Inworld AI Launches Realtime TTS-2: Closed-Loop Voice Model Revolutionizes Emotional Interaction
1 day ago / Read about 0 minute
Author:小编   

According to MarkteChpost, Inworld AI has officially launched its voice model Realtime TTS-2, which adopts a closed-loop system architecture and revolutionizes the voice interaction experience. Realtime TTS-2 breaks through the limitations of traditional text-to-speech technology, enabling real-time processing of conversational audio and accurately perceiving users' tone, rhythm, and emotional states, thereby achieving more natural and human-like communication.

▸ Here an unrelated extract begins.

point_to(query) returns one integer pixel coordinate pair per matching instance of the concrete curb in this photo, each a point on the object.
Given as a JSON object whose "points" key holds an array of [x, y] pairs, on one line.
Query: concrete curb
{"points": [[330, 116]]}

The model features four core functions: it supports developers in precisely controlling voice expression through natural language prompts; it enables conversational context awareness based on a closed-loop architecture, automatically continuing emotions and tones; it provides cross-language support, allowing the same voice identity to seamlessly switch among over 100 languages; and it introduces an innovative 'Advanced Voice Design' function, generating reusable voices with just text descriptions, eliminating the need for audio samples. Technologically, Realtime TTS-2 integrates Realtime STT, a router, and the TTS layer through a single Websocket connection, ensuring responses within 200 milliseconds. The generated voice includes human-like features such as natural pauses and interjections, supports voice cloning, and is adaptable to multiple scenarios. This launch marks Inworld AI's shift from competing on sound quality to innovating at the behavioral level. Realtime TTS-2 ranks first in the Artificial Analysis Speech Arena, demonstrating its technological leadership and propelling AI interaction toward a more emotionally understanding 'human-like communication' era.